Brytyjskie banki od kilku miesięcy zaopatrują się w licencje w krajach Unii Europejskiej. Na taki krok zdecydował się m.in. Royal Bank of Scotland, który wystąpił z wnioskiem o zezwolenie w Niemczech. W razie ziszczenia się scenariusza twardego brexitu ma to pozwolić na kontynuowanie w niezakłócony sposób obsługi europejskich klientów.
Wielką Brytanię jako miejsce prowadzenia działalności wybrało także wiele niebankowych instytucji działających na unijnym rynku finansowym. Tamtejszy nadzór słynął z elastycznego podejścia do fintechów, co przyciągnęło rzeszę firm potrzebujących licencji instytucji płatniczych i wydawców pieniądza elektronicznego. Teraz nowi gracze stoją przed trudną decyzją – poszukiwać nowego domu czy pozostać na wyspach? Niektórzy, wzorem banków, wybierają „regulacyjny hedging” i uruchamiają działalność zlokalizowaną w innym kraju UE.
Kilka dni temu na takie przedsięwzięcie zdecydował się chiński gigant płatności mobilnych – Alipay. Firma otrzymała drugą europejską licencję instytucji pieniądza elektronicznego. Oprócz brytyjskiego zezwolenia, dysponuje także wydanym w Luksemburgu. O starcie Alipay (Europe) Limited S.A, bo tak nazywa się nowy biznes, poinformował minister finansów Luksemburga, Pierre Gramegna.

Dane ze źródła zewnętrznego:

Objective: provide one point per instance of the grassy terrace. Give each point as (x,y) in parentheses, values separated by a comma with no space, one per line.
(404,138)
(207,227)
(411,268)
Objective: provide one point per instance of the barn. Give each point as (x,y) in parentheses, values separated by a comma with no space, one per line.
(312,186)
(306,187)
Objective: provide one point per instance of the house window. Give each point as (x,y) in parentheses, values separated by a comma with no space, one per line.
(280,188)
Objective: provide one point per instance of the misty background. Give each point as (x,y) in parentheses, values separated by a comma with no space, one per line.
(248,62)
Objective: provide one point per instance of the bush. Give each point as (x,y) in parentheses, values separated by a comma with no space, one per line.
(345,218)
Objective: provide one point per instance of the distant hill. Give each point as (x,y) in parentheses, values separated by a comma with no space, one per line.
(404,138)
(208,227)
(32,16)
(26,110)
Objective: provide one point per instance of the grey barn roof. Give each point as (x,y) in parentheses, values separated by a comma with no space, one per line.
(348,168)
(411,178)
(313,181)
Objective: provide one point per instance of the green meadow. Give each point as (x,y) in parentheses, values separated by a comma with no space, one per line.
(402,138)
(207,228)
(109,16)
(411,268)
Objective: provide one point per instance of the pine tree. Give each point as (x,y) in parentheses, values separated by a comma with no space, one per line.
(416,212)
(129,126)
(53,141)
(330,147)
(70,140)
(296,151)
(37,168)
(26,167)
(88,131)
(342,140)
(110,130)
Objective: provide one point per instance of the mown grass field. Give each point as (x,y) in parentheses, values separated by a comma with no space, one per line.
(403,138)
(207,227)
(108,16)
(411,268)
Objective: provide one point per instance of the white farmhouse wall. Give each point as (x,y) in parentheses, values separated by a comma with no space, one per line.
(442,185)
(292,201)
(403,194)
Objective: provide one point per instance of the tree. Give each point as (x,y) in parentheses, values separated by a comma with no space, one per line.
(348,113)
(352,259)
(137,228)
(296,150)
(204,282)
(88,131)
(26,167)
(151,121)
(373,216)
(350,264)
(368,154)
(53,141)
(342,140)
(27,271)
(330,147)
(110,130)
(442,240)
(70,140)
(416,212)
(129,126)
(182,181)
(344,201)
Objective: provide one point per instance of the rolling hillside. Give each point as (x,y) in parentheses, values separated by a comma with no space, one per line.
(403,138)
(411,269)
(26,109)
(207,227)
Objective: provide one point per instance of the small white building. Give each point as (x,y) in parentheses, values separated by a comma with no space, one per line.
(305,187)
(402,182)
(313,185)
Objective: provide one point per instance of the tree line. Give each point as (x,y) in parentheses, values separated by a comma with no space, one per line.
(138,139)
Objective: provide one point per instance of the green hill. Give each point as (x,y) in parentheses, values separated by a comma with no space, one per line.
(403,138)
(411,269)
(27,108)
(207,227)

Luksemburg jest jednym z państw walczących o tytuł europejskiego centrum fintech i próbującym skorzystać na niepewności wokół sytuacji Wielkiej Brytanii. W ostatnich miesiącach sukcesami w przyciąganiu nowych podmiotów chwaliła się wielokrotnie Litwa, gdzie licencję otrzymały m.in. Revolut i Google Payment.